Colomban pensava di applicare la sua teoria: «Fino ai 30 anni s’impara, fino ai 60 si fa, fino ai 90 s’insegna». Voleva lasciare in eredità al M5S un patrimonio di esperienza, come quando regalò il 40 per cento di Permasteelisa agli 83 manager più meritevoli (il resto delle azioni, in parte proprie, era quotato alle Borse di Milano e Singapore). «Mia moglie Ivana, a distanza di 20 anni, ancora mi rimbrotta: “Sei stato troppo generoso”. Ma non si è mai troppo generosi».

 

 

Come ha conosciuto Beppe Grillo?

«Attraverso Gianroberto Casaleggio. Poco prima delle elezioni politiche del 2013 mi telefonò, raccontandomi della nonna nata a Oderzo.

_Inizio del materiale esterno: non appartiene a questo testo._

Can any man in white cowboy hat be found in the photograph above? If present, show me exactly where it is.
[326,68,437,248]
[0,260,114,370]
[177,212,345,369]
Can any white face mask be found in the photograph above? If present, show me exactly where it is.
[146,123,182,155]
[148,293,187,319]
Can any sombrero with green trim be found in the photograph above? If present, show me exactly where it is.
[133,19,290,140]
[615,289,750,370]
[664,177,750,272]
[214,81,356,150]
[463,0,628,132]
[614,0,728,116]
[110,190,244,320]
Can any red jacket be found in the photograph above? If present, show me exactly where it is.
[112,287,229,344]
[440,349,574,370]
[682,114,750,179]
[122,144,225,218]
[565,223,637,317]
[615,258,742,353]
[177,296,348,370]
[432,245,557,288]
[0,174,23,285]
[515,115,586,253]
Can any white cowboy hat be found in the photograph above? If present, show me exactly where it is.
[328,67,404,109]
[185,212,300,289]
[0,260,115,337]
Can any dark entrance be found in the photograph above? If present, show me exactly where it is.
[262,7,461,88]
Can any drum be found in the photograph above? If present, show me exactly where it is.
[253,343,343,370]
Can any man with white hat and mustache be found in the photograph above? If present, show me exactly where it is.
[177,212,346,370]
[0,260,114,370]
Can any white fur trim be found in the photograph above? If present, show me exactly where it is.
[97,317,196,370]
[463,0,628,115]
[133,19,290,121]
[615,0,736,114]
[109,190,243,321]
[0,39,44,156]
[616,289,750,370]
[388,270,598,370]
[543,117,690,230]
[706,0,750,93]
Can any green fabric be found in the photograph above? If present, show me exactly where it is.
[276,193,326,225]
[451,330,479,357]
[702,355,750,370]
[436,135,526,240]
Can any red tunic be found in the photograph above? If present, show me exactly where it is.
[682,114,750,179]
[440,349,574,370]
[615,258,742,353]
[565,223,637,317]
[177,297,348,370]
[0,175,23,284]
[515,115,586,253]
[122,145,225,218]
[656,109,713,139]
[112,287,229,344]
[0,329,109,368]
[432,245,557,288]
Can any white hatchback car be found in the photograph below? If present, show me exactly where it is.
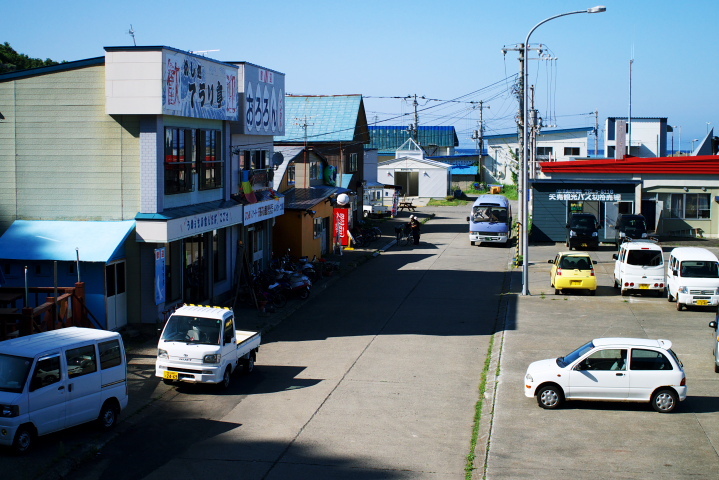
[524,338,687,413]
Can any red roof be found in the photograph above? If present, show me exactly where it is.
[540,155,719,175]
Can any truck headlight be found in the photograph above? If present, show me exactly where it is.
[0,405,20,417]
[202,353,221,363]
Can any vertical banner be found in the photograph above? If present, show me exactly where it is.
[334,208,349,246]
[155,247,165,305]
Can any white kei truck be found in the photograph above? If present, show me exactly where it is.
[155,305,261,388]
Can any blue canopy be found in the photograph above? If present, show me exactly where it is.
[0,220,135,263]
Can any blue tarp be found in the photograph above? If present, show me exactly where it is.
[0,220,135,263]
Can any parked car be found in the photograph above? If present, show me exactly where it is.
[567,213,601,250]
[612,238,667,297]
[614,213,649,246]
[524,338,687,413]
[709,315,719,373]
[547,252,597,295]
[667,247,719,311]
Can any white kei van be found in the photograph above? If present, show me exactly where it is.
[0,327,128,453]
[667,247,719,311]
[612,237,667,297]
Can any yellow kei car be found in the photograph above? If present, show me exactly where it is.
[548,252,597,295]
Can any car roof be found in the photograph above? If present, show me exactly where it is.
[592,337,672,350]
[671,247,717,262]
[0,327,120,357]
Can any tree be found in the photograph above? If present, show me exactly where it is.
[0,42,65,73]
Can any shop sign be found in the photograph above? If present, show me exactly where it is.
[243,197,285,225]
[334,208,349,246]
[549,188,622,202]
[155,247,165,305]
[162,50,239,121]
[243,64,285,136]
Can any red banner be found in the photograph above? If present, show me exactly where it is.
[334,208,349,246]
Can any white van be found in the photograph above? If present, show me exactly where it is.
[667,247,719,311]
[0,327,128,453]
[612,237,667,297]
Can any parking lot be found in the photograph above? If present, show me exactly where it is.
[486,244,719,478]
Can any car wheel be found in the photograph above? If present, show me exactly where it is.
[652,388,679,413]
[537,385,564,410]
[97,402,120,430]
[12,425,36,455]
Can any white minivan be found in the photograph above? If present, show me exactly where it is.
[612,237,667,297]
[667,247,719,311]
[0,327,128,453]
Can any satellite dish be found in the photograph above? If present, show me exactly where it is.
[272,152,285,169]
[337,193,350,205]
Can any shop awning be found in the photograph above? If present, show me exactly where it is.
[0,220,135,263]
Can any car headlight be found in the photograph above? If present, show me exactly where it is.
[202,353,221,363]
[0,405,20,417]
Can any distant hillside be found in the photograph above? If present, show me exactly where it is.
[0,42,65,73]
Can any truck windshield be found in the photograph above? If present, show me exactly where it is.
[472,205,507,223]
[681,260,719,278]
[0,354,32,393]
[162,315,222,345]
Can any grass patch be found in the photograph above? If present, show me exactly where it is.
[464,335,494,480]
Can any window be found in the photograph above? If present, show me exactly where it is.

Era rimasto impressionato dal programma del mio movimento Rete SI, acronimo di Salviamo l’Italia. “Voglio adottarlo”, mi disse. Venne a trovarmi con Grillo al Bhr hotel di Treviso. Portò il figlio Davide, che ascoltava senza intervenire.

In seguito anche Luigi Di Maio è salito a Castelbrando per chiedermi suggerimenti».

 

 

Che impressione le fece Grillo

«Un istrione e un sognatore. Di economia capisce poco. Adatta il socialismo reale al terzo millennio.

Tende a mandare in vacca gli argomenti. Se affronti una questione seria, svia il discorso, prende tempo».

 

Ma se ne andrà dal M5S o resterà?

«Il 95 per cento delle decisioni le prende lui. Nessuno ha il coraggio di contraddirlo. Chi lo fa, viene messo in disparte».

 

Che tipo di Italia si prefigura Grillo?

«Ha presente la Città del Sole immaginata da Tommaso Campanella? Utopia pura. Mi toccava riportarlo con i piedi per terra. Beppe, questo lo faranno i nostri nipoti, lo raffreddavo. Per lui le auto devono essere tutte elettriche e in grado, marciando, di produrre un surplus di energia che illumini le città».

 

L’elettricità si ricava dagli idrocarburi.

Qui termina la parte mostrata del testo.